By Dave Simpson
Are you running out of database disk space, or paying for expensive disk capacity that you don't really need? Is "database bloat" bringing your applications to unsatisfactory performance levels? If so, you may be a candidate for an emerging technology that some analysts refer to as "database archiving."
Database archiving is a standard practice in mainframe environments and is closely related to hierarchical storage management (HSM). What's new is that a number of vendors are introducing application-specific implementations for non-mainframe, distributed environments that provide more functionality than traditional HSM software.
Players in this space include relatively unknown vendors such as Bitbybit, FileTek, OuterBay Technologies, Princeton Softech, and Xoriant, as well as Legato (via its acquisition of OTG Software). There are different methods of database archiving, and vendors also differ in terms of which specific databases they support.
According to Carolyn DiCenzo, a senior analyst with the Gartner Dataquest consulting firm, in Stamford, CT, the primary driving force behind end-user adoption of database archiving is to reduce total cost of ownership (TCO). The primary benefits for end users are a reduction in primary disk space and database performance improvements as expressed in faster response times (see figure on p. 8). Depending on the degree of database size reduction, archiving can also speed backup-and-recovery times.
For some IT organizations, performance improvements alone may be sufficient to justify an investment in database-archiving software. For example, MidAmerican Energy, in Des Moines, IA, chose database-archiving software from Princeton Softech solely for the potential performance advantages.
"Our customer database [CustomerOne] was growing at 20% per year," explains Dennis Blackwell, supervisor of database administration at MidAmerican, "and we wanted to avoid performance degradation and maintain customer service levels, so we needed some way to automatically remove some of the older data from the database."
MidAmerican runs Princeton Softech's Archive for DB2 in an environment with a 9672 R75 mainframe, EMC Symmetrix disk arrays, and IBM's DB2 database, all connected to Windows NT/2000 clients. Princeton Softech's software, which the company generally refers to as "active archiving," also runs on non-mainframe platforms (Windows and Solaris) and databases such as Oracle, Informix, Sybase, and SQL Server.

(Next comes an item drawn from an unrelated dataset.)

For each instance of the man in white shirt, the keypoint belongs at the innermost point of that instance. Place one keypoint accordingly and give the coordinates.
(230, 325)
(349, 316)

"The software allows you to specify different criteria for the removal of data [to secondary storage], including data criteria, field value specifications, or any SQL statement," Blackwell explains. "That's the primary reason we brought in an archiving solution, not to save space." The advantage, he says, is that "day-to-day processes don't have to cycle through [the migrated] data, but the data is still available."

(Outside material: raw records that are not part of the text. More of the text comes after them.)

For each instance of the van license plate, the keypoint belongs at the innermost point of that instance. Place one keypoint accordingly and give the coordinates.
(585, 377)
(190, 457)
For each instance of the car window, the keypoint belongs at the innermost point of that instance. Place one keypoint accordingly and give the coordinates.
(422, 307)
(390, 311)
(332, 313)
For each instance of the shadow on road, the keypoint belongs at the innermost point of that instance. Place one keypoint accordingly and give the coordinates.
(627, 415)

With most database-archiving software, users can have data automatically moved to disk, tape, or optical devices. MidAmerican migrates older data to Symmetrix arrays.
Although MidAmerican first installed the Princeton Softech software about a year ago, Blackwell says it's still too early to quantify performance improvements. "We're still in the infancy stage," he says. "One of the toughest things with archiving is getting customers to define what data they're willing to remove [from the primary database storage space], as well as defining the parameters. Right now, we're only archiving data that's more than four years old."
Although closely related in terms of functionality, database archiving differs from traditional HSM software. Gartner's DiCenzo defines HSM as "the migration of inactive files from primary storage [usually disk] to less expensive media, and the automatic recall of files to primary storage upon application or user access." She says that traditional HSM packages are often not a good solution for managing relational database growth, in part, because they usually migrate entire files or datasets.
Database-archiving tools go beyond HSM in a number of ways, including
- maintaining referential integrity (e.g., a set of related data from multiple tables is purged/archived and subsequently restored together as a single set) and restoring data in its business context;
- Providing a tight coupling with specific applications (usually, databases such as DB2 or Oracle); and
- Providing application-specific viewing capabilities.
Gartner Dataquest expects the database-archiving market to grow at a CAGR of 64% over the next few years.